Infelizmente não é isso que observamos por ai e sim processos de formação não condizentes com a faixa etária da criança, seja no âmbito motor, afetivo ou cognitivo. Por exemplo, numa turma de chupeta que vai dos 6 aos 7 anos (acho um absurdo crianças nessa idade competir, mas enfim isso é o Brasil), já vi um “professor” (duvido que seja), falar aos gritos: “Não da o passe desequilibrado, eu já falei que só pode passar equilibrado”. Com certeza ele não sabe que nessa faixa etária a criança tem que ser trabalhada entre outras várias ações coordenativas o equilíbrio e o principal quando se trabalha com crianças temos que ter o conhecimento de que ela aprende (cognitivo) com o pensamento concreto, isto é, necessita executar as ações pedidas e vivência-las para compreender, corrigir uma criança apenas no plano da linguagem, é insuficiente, somente após a infância ela irá aprender com informações verbais.

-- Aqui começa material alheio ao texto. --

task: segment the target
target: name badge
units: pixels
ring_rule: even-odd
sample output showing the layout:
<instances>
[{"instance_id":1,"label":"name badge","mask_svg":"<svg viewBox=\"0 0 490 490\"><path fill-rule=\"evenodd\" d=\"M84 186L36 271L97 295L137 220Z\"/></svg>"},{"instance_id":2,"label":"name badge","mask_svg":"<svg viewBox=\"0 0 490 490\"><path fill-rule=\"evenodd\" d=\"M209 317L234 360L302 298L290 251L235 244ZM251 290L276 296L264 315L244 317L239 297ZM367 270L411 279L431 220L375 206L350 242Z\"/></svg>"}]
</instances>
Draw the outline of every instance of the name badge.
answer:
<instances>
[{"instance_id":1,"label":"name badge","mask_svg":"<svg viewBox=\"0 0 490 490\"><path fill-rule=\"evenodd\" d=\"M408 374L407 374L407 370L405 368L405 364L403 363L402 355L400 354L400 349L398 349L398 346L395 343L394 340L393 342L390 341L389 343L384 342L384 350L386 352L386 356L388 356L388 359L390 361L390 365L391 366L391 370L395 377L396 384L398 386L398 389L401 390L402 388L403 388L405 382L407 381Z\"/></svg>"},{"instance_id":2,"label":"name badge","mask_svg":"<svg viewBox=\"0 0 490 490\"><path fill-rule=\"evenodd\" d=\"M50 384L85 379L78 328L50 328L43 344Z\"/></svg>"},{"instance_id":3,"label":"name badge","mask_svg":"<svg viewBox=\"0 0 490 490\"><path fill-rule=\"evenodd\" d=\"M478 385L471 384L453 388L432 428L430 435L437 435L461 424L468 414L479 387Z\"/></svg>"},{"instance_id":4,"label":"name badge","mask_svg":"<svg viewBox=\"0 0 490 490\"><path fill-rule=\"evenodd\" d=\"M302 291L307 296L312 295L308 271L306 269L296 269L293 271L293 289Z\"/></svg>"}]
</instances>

Posto essas informações que em minha opinião se fazem necessárias, começo a tentar falar do processo de formação dos atletas de futsal que acompanho há quase 30 anos. Vejo um organograma de “frustrados” e pessoas mal informadas que comandam esse processo, pois se espelham no futebol profissional para nortear suas ações. O diretor, o supervisor, o técnico, o preparador, cobram resultados, performances dos jogadores e se esquecem que o objetivo não é ser campeão e sim, formar cidadãos em primeiro lugar (nunca podemos nos desvincular desse objetivo), pois sabemos que poucos conseguirão e atletas, seja para o adulto ou para o futebol de campo, esse sim é o verdadeiro objetivo quando falamos em FORMAÇÃO, afinal formação, base para que? Pra onde?



Enquanto essa lógica prevalecer continuaremos a ver “Basquetesal, handesal, queimadosal”, etc, pois o que interessa é GANHAR em detrimento do FORMAR.



Quanto a nós professores (sim considero esse quesito fundamental, mas não somente ele) devemos nunca perder o foco que estamos tratando de categorias de base, ou seja, de formação e eles precisam que nós construamos um forte embasamento e conceitos que irão servir para o seu futuro, primeiro como cidadão e depois como atleta. Dar a liberdade pra que possam errar sem medo, sem serem repreendidos com xingamentos ou palavras que abaixem sua estima ou pior ainda os inibam de aprender, são crianças em formação e os erros são normais e bem vindos durante o processo de aprendizagem, pois quando eles erram também acontece o processo de aprendizagem.



Outra coisa que muito me incomoda são os clubes convidarem crianças com altos salários e pais que fazem leilão com seus filhos. Nesse momento o mais importante para essa criança é aprender para a modalidade (e para a vida), ter uma boa formação motora; aprender a jogar em várias posições; chutar com ambos os pés; fazer leitura de jogo; vivenciar diversas variações táticas; aprender padrões de jogo e suas variações; ter espírito de equipe; ser humilde; respeitar o próximo; saber o real valor de uma vitória; aprender com a derrota; hoje ser titular; amanhã ser reserva; hoje acha que vai ganhar e perde; amanhã pensa que vai perder e ganha, afinal a vida não é assim? No processo de formação que tanto falei nesse artigo, não seria melhor ao invés de dinheiro que o clube desse uma boa escola, um curso de inglês, um curso de computador, uma aula de reforço escolar, uma cesta básica, enfim como falei antes poucos vingarão e caso não vingue à criança terá instrumentos para seguir sua vida normalmente.



Para terminar, imagino que algumas pessoas estejam se perguntando: Quer dizer que meu filho vai para uma equipe para não ganhar? Claro que não, ganhar é importante quando pensamos em competição, caso contrário não estaríamos formando atletas, mas com crianças em formação, a vitória deve ser um meio e não o fim, sem falar que quando esse processo ocorre os resultados acontecem. Devemos ser competitivos e exigir que façam aquilo que julgarmos mais importante, cobrando empenho, dedicação e outras responsabilidades. Assim teremos não só um atleta, mas também e principalmente um cidadão para a vida e se ele não se tornar um jogador de sucesso, o será como ser humano, pois precisamos além de jogadores, médicos, engenheiros, etc. Se isso ocorrer, o trabalho da base terá sido bem sucedido.